Im Westen wurde nur die Nachricht verbreitet, einer Bürgerwehr sei es gelungen, in Bengasi die islamistische Gruppe Ansar Charia aus einer Kaserne im Stadtzentrum zu vertreiben. Die Aktion habe sich gegen Milizionäre gerichtet, die für den Tod des US-Botschafters am 11. September verantwortlich gemacht werden. Und es klang gut, als das Versprechen der Zentralregierung in Tripolis zitiert wurde, jetzt mit den unberechenbaren Paramilitärs aufzuräumen, die seit dem Umsturz in Libyen mehr denn je das Sagen haben.
Was die westliche Berichterstattung ausblendete: Es ist bisher nicht gelungen, polizeiliche Ordnungskräfte, geschweige denn ein Heer zu formieren, die sich der Exekutive in Tripolis verpflichtet fühlen. Erreichen lässt sich das wohl nur, indem man bei den bewaffneten Gruppen dafür wirbt, sich der Zentralgewalt zu fügen. Genau das scheint in der Ostregion des Landes ein gangbarer Weg zu sein. Bei der erwähnten guten Nachricht fehlte nämlich der Zusatz, dass die Bürger von Bengasi vor ihrem Angriff auf Ansar Charia die ebenfalls als islamistisch geltende Brigade Raf Allah Al Sahati vertrieben hatten, die nominell bereits dem Verteidigungsministerium unterstellt war. Sechs Menschen kamen dabei ums Leben, 40 wurden verletzt. Am gleichen Abend wurde noch eine dritte Gruppe in die Flucht geschlagen.
Warum kam es zu diesem Willensakt der Bürgerwehr ausgerechnet dort, wo der Aufstand gegen Gaddafi im Februar 2011 begann? Offenbar verstärkt sich das Bewusstsein, dass die Autorität des Staates und die Anarchie der Milizen unvereinbar sind. Es sei denn man, richtet sich darauf ein, dass Libyen in einen ähnlichen Zustand der Unregierbarkeit driftet wie das benachbarte Mali. Es hatte in Bengasi bereits eine fragile Allianz regierungsloyaler Paramilitärs gegeben, doch war die am Streit um das Kommando zerbrochen. Der von Tripolis nominierte Sicherheitschef Saleh Doghmane hatte sich nicht durchsetzen können. In dieses Machtvakuum stieß die Bürgerwehr. Man kann ihren Mut nur bewundern. Aber eine republikanische Ordnungsmacht, die der politischen Einheit dient, muss Libyen weiterhin entbehren.
Kommentare 3
Diesen Post, der zunächst versehentlich in meinem Blog zum Mohammed-Video landete, hab ich dort wie folgt kommentiert:
Der Bericht könnte auch für diesen Zusammenhang wichtig sein, aber er bringt nichts Neues, außer einer verfälschenden Wiedergabe der Aussage seiner Quelle.
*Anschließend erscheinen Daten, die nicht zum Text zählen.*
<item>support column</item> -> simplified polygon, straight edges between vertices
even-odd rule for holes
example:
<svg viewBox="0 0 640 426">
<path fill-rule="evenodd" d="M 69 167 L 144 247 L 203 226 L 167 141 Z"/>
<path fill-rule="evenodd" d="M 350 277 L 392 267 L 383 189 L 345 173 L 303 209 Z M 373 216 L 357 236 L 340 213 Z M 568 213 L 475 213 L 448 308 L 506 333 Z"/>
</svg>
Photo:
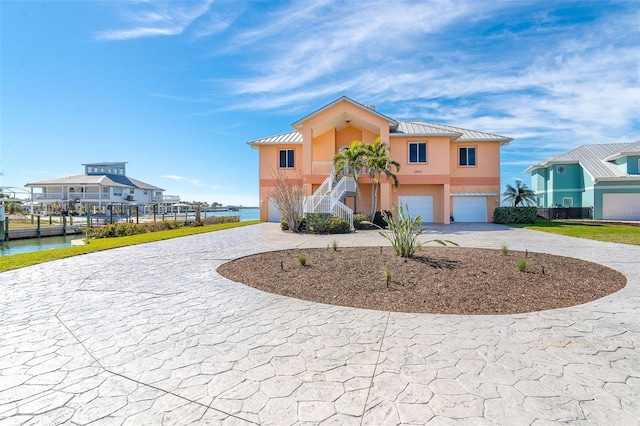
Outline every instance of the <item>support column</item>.
<svg viewBox="0 0 640 426">
<path fill-rule="evenodd" d="M 389 182 L 380 183 L 380 210 L 393 210 L 391 206 L 391 184 Z"/>
<path fill-rule="evenodd" d="M 451 185 L 445 183 L 442 185 L 442 204 L 444 211 L 444 224 L 451 224 Z"/>
</svg>

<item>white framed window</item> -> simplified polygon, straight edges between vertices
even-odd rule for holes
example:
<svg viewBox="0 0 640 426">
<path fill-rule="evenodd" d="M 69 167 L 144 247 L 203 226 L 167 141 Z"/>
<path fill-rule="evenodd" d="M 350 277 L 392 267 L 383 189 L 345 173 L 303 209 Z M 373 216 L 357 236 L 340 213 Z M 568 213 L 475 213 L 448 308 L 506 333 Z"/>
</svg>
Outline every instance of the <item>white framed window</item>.
<svg viewBox="0 0 640 426">
<path fill-rule="evenodd" d="M 458 148 L 458 165 L 461 167 L 476 166 L 476 147 L 461 146 Z"/>
<path fill-rule="evenodd" d="M 293 169 L 295 167 L 295 150 L 281 149 L 278 151 L 279 167 L 281 169 Z"/>
<path fill-rule="evenodd" d="M 566 171 L 567 168 L 565 166 L 556 166 L 556 172 L 558 172 L 559 175 L 565 174 Z"/>
<path fill-rule="evenodd" d="M 562 207 L 573 207 L 573 198 L 572 197 L 563 197 L 562 198 Z"/>
<path fill-rule="evenodd" d="M 114 186 L 113 195 L 115 195 L 116 197 L 122 196 L 122 188 Z"/>
<path fill-rule="evenodd" d="M 427 143 L 409 142 L 409 164 L 427 163 Z"/>
<path fill-rule="evenodd" d="M 143 190 L 142 190 L 142 193 L 143 193 L 144 195 L 147 195 L 149 192 L 148 192 L 146 189 L 143 189 Z"/>
</svg>

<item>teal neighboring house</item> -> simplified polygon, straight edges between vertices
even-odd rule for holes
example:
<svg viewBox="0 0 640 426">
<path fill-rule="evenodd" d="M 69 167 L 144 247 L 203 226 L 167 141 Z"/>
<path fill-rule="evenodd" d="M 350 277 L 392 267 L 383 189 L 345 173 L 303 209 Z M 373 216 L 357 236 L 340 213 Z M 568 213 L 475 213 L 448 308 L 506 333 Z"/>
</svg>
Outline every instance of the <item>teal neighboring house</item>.
<svg viewBox="0 0 640 426">
<path fill-rule="evenodd" d="M 640 220 L 640 140 L 583 145 L 526 170 L 538 207 L 592 207 L 600 220 Z"/>
</svg>

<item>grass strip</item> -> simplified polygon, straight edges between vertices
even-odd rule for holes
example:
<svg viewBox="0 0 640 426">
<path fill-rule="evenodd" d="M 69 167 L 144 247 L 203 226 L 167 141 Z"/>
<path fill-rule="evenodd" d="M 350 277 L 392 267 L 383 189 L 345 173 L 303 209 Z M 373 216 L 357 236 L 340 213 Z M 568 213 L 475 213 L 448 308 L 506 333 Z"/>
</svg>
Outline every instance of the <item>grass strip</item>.
<svg viewBox="0 0 640 426">
<path fill-rule="evenodd" d="M 260 223 L 260 221 L 252 220 L 247 222 L 221 223 L 217 225 L 149 232 L 146 234 L 131 235 L 126 237 L 99 238 L 89 240 L 89 244 L 85 244 L 83 246 L 73 246 L 53 250 L 37 251 L 32 253 L 14 254 L 12 256 L 0 257 L 0 272 L 8 271 L 11 269 L 24 268 L 25 266 L 36 265 L 38 263 L 50 262 L 52 260 L 78 256 L 81 254 L 93 253 L 96 251 L 110 250 L 118 247 L 132 246 L 136 244 L 151 243 L 154 241 L 168 240 L 171 238 L 187 237 L 189 235 L 221 231 L 223 229 L 238 228 L 241 226 L 255 225 L 257 223 Z"/>
<path fill-rule="evenodd" d="M 639 226 L 550 220 L 537 220 L 535 224 L 513 224 L 509 226 L 608 243 L 640 245 Z"/>
</svg>

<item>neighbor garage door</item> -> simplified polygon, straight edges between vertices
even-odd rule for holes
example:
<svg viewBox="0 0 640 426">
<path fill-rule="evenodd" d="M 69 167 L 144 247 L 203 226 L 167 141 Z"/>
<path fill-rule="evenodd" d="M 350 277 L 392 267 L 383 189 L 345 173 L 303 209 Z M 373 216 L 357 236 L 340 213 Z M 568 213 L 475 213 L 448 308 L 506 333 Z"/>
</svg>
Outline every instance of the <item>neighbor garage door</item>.
<svg viewBox="0 0 640 426">
<path fill-rule="evenodd" d="M 486 222 L 487 197 L 453 197 L 453 219 L 456 222 Z"/>
<path fill-rule="evenodd" d="M 422 216 L 423 222 L 433 222 L 433 196 L 407 195 L 398 197 L 398 203 L 409 207 L 411 217 Z"/>
<path fill-rule="evenodd" d="M 280 222 L 280 218 L 282 218 L 282 214 L 280 213 L 278 206 L 276 206 L 273 198 L 269 198 L 269 212 L 267 214 L 267 221 Z"/>
<path fill-rule="evenodd" d="M 602 218 L 608 220 L 640 220 L 640 194 L 604 194 Z"/>
</svg>

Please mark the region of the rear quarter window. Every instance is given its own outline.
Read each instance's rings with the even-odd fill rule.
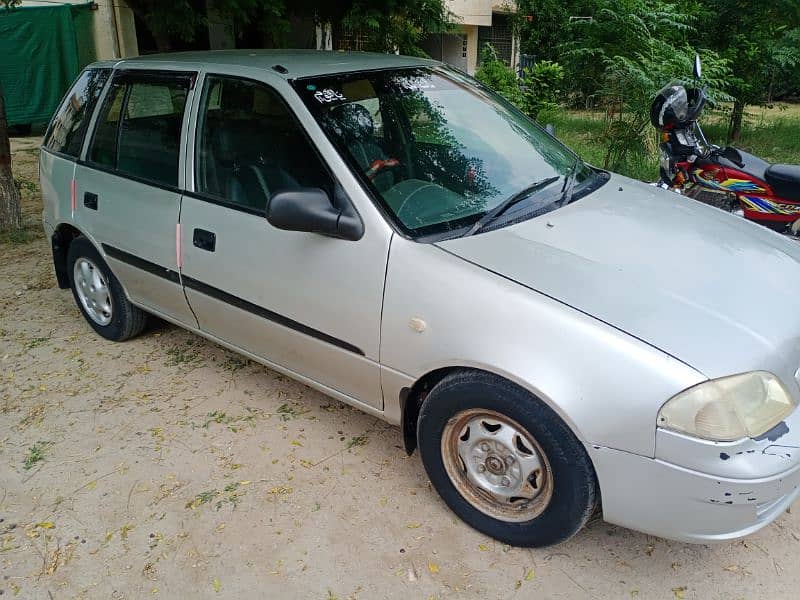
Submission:
[[[89,120],[110,73],[110,69],[87,69],[81,73],[47,128],[45,148],[73,158],[80,154]]]

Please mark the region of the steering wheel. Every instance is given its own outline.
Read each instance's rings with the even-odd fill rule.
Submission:
[[[400,161],[396,158],[377,158],[372,161],[372,164],[365,171],[365,174],[369,177],[370,181],[372,181],[383,169],[393,169],[399,166]]]

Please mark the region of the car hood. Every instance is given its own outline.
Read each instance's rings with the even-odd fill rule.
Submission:
[[[797,368],[800,242],[684,196],[612,176],[552,213],[438,246],[707,377]]]

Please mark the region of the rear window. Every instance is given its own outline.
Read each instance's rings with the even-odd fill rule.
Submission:
[[[115,79],[97,120],[89,162],[161,185],[178,185],[188,80]]]
[[[45,148],[71,157],[80,154],[89,120],[110,72],[110,69],[88,69],[81,73],[50,122]]]

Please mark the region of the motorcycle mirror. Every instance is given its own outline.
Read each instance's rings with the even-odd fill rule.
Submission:
[[[700,62],[700,55],[694,55],[694,78],[700,79],[703,76],[703,63]]]

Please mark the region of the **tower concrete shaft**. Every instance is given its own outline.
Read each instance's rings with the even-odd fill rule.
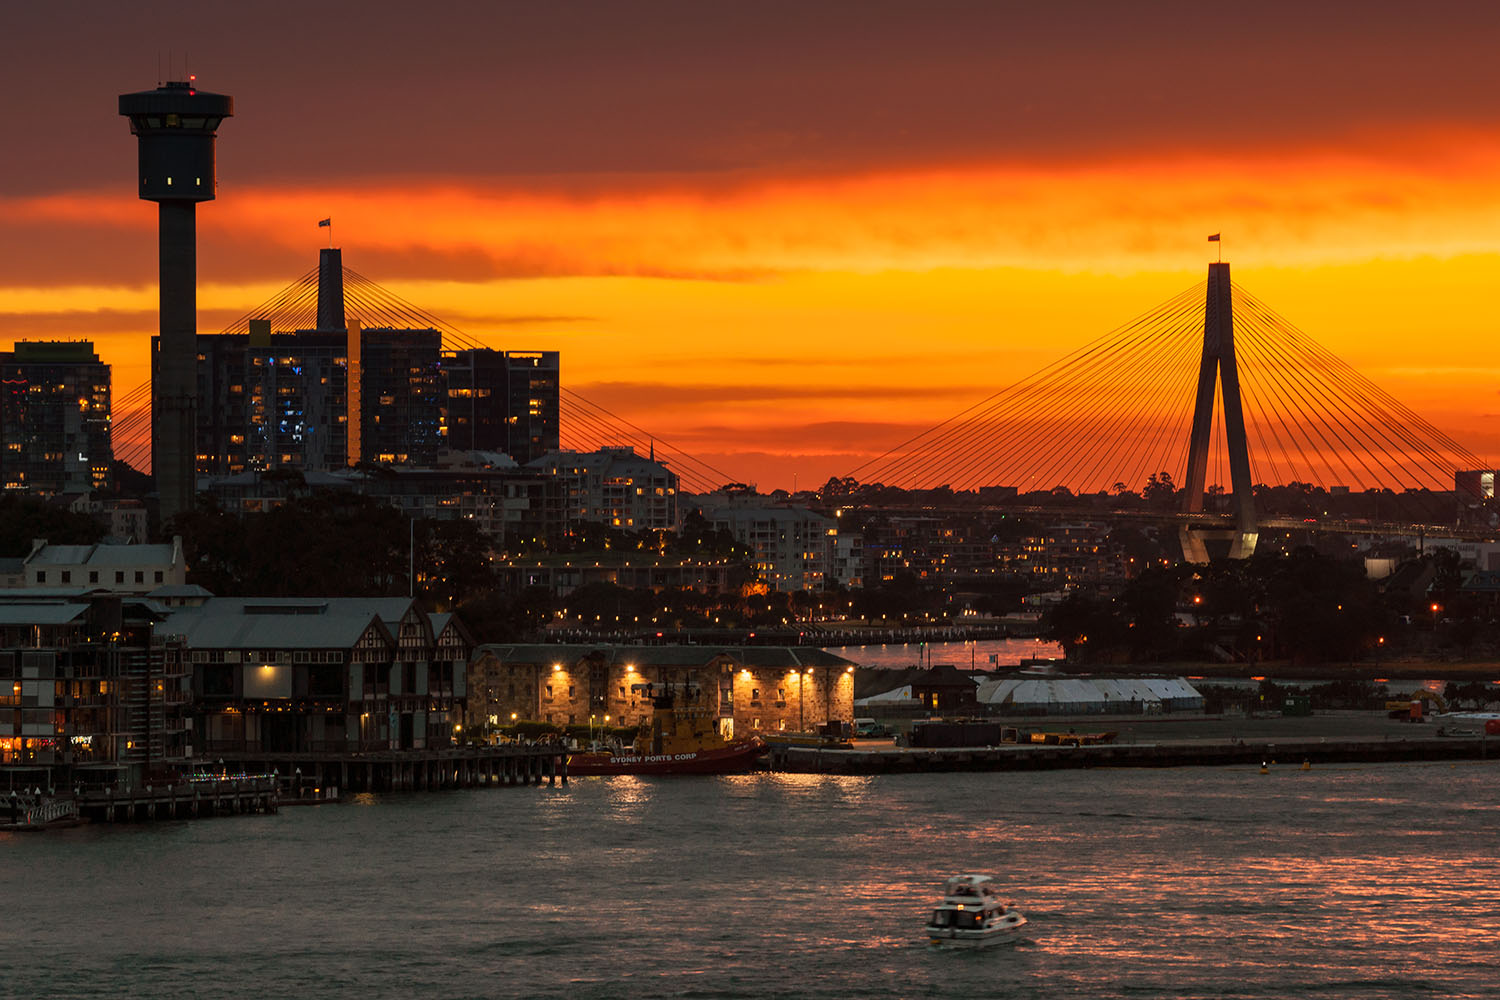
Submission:
[[[1234,299],[1229,265],[1208,265],[1208,299],[1203,310],[1203,356],[1198,366],[1198,397],[1193,407],[1193,429],[1188,441],[1187,481],[1183,483],[1185,514],[1203,510],[1208,455],[1212,447],[1214,396],[1222,387],[1224,438],[1229,452],[1229,481],[1234,497],[1234,527],[1199,528],[1184,524],[1182,555],[1189,562],[1208,562],[1209,546],[1231,559],[1253,555],[1260,529],[1255,521],[1255,497],[1250,482],[1250,448],[1245,437],[1245,414],[1240,406],[1240,375],[1234,358]],[[1226,551],[1227,550],[1227,551]]]
[[[214,135],[234,101],[189,82],[120,95],[139,152],[137,192],[158,204],[160,332],[151,358],[151,466],[161,519],[191,509],[197,487],[197,203],[217,179]]]

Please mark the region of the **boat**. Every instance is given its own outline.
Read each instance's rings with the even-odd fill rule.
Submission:
[[[725,739],[717,720],[677,702],[693,701],[697,689],[636,684],[651,699],[651,721],[630,747],[591,748],[568,756],[568,775],[738,774],[750,770],[766,747],[754,736]]]
[[[927,943],[940,948],[982,948],[1015,941],[1026,918],[1002,903],[988,875],[955,875],[927,920]]]

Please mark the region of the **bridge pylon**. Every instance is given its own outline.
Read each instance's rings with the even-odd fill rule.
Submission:
[[[1208,301],[1203,310],[1203,360],[1198,366],[1198,397],[1193,407],[1192,436],[1188,442],[1187,481],[1182,512],[1203,510],[1208,454],[1212,446],[1214,396],[1222,385],[1224,437],[1229,451],[1229,481],[1234,496],[1234,527],[1182,525],[1182,557],[1206,563],[1210,556],[1246,559],[1255,553],[1260,529],[1255,521],[1255,498],[1250,484],[1250,448],[1245,439],[1245,414],[1240,407],[1240,375],[1234,360],[1234,305],[1229,265],[1208,265]]]

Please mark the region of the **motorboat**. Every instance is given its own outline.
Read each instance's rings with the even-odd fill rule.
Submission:
[[[1026,918],[1000,901],[988,875],[955,875],[927,920],[927,943],[940,948],[982,948],[1015,941]]]

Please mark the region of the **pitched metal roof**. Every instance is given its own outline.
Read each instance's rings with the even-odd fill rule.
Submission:
[[[161,566],[172,562],[171,545],[43,545],[28,566]]]
[[[88,614],[87,604],[59,602],[57,604],[9,604],[0,603],[0,626],[3,625],[68,625]]]
[[[348,649],[372,623],[394,641],[381,600],[215,597],[178,609],[158,631],[200,649]]]
[[[489,652],[506,663],[577,663],[598,655],[606,663],[636,663],[652,667],[701,667],[721,656],[747,667],[852,667],[846,660],[816,646],[614,646],[581,644],[549,645],[529,643],[480,646],[476,653]]]

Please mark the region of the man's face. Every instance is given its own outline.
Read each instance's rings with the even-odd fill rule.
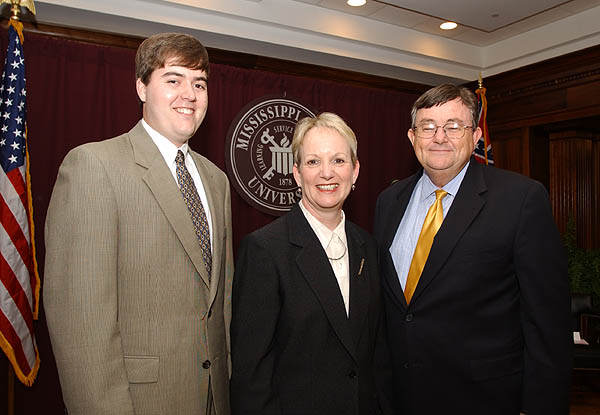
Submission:
[[[457,122],[463,126],[471,126],[465,130],[462,138],[448,138],[442,128],[448,122]],[[417,111],[415,126],[423,123],[434,123],[437,129],[432,138],[418,137],[408,130],[408,138],[413,145],[417,159],[439,187],[452,180],[467,164],[475,143],[481,137],[481,129],[472,126],[471,113],[460,98],[431,108]]]
[[[208,90],[206,72],[171,65],[156,69],[148,85],[136,81],[140,100],[144,103],[144,120],[175,146],[194,135],[206,115]]]

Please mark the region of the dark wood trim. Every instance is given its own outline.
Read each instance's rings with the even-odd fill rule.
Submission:
[[[4,26],[6,26],[6,23],[4,23]],[[24,31],[25,33],[35,33],[78,42],[87,42],[128,49],[137,49],[143,40],[142,37],[119,35],[114,33],[41,23],[34,24],[26,22],[24,23]],[[322,79],[366,88],[387,89],[414,94],[421,94],[430,88],[429,85],[425,84],[369,75],[344,69],[329,68],[321,65],[269,58],[250,53],[233,52],[210,47],[207,47],[206,49],[208,50],[210,61],[212,63],[218,63],[222,65],[275,72],[284,75]]]
[[[489,101],[488,108],[491,108]],[[598,105],[590,105],[583,108],[563,109],[543,114],[533,114],[525,115],[523,117],[514,117],[510,119],[501,119],[501,117],[498,117],[497,119],[488,122],[488,126],[490,130],[504,130],[535,125],[551,124],[578,118],[593,117],[597,115],[600,115],[600,107]]]
[[[546,59],[485,78],[488,100],[514,99],[600,79],[600,45]],[[475,89],[476,82],[468,84]]]
[[[4,24],[6,26],[6,24]],[[97,45],[114,46],[127,49],[137,49],[144,38],[126,35],[117,35],[107,32],[96,32],[91,30],[54,26],[42,23],[23,23],[23,31],[38,35],[51,36],[54,38],[74,40],[76,42],[94,43]]]
[[[490,130],[599,116],[600,45],[490,76],[484,86]]]

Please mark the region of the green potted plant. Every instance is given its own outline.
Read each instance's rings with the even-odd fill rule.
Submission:
[[[569,284],[572,293],[591,294],[594,308],[600,307],[600,249],[585,250],[577,246],[575,221],[569,218],[563,235],[569,261]]]

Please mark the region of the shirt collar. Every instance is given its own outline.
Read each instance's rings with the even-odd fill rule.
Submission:
[[[467,168],[469,167],[469,164],[471,163],[471,161],[467,161],[467,164],[465,164],[465,166],[462,168],[462,170],[460,172],[458,172],[458,174],[456,176],[454,176],[454,178],[452,180],[450,180],[448,183],[446,183],[446,185],[444,187],[442,187],[442,189],[444,189],[446,192],[448,192],[448,194],[452,197],[456,196],[456,193],[458,193],[458,189],[460,188],[460,184],[462,183],[463,179],[465,178],[465,174],[467,173]],[[431,181],[431,179],[429,178],[429,176],[427,175],[427,172],[425,170],[423,170],[423,177],[421,177],[421,201],[427,199],[429,196],[431,196],[437,189],[438,187],[433,184],[433,182]]]
[[[323,249],[327,248],[327,246],[329,245],[329,242],[331,241],[331,238],[333,238],[334,234],[336,234],[342,240],[342,242],[344,243],[344,245],[347,248],[346,215],[344,214],[343,210],[342,210],[342,220],[340,220],[340,223],[338,223],[338,225],[335,227],[334,230],[331,230],[327,226],[322,224],[319,221],[319,219],[315,218],[312,215],[312,213],[310,213],[308,211],[308,209],[306,209],[306,207],[304,207],[304,202],[302,200],[300,200],[300,202],[298,204],[300,205],[300,210],[302,210],[302,213],[304,213],[304,216],[306,217],[308,224],[310,225],[312,230],[315,231],[317,238],[319,238],[319,242],[321,242]]]
[[[163,155],[164,159],[169,163],[175,163],[175,156],[177,156],[177,151],[181,150],[183,152],[183,157],[187,157],[188,154],[188,143],[186,142],[181,147],[177,148],[175,144],[173,144],[167,137],[156,131],[154,128],[150,127],[146,120],[142,118],[142,125],[146,129],[146,132],[158,147],[158,150]]]

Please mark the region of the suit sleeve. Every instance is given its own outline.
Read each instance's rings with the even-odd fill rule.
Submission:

Man muss aber sehen, dass John Glaser seine Quelleverfälschend wiedergibt. "suggested" (Meyers) ist nicht dasselbe wie "admitted" (Glaser).
Der Bericht, auf den Glaser sich bezieht, bedeudet nur, dass Frau Clinton ihre Lesart des Ereignisses der der Republikaner angepasst hat - vielleicht aus wahltaktischen Gründen.
In der Aufklärung der Ereignisse ist man keinen Schritt weiter, der Al Quaida-Zusammenhang ist bisher reine Spekulation, man hat keine Beweise.
Wir wissen (im Moment) nur, dass wir nichts wissen.
Ja, meine volle Zustimmung.
Auch dem stimme ich zu.
Es ist und bleibt eine Schande, was westliche Politik in anderen Ländern anrichtet, um diese den eigenen Interessen wieder unterzuordnen: Irak, Afgahnistan, Libyen, Syrien ... Die Liste ist noch viel länger, weil das nicht immer kriegerisch passiert. Ich empfehle dazu wieder einmal die Lektüre der Bücher von John Perkins wo er diese Mechanismen, die offenen und verdeckten, aus eigener Erfahrung beschreibt. Im Film "Let's make money" erklärt er das am Beispiel Irak.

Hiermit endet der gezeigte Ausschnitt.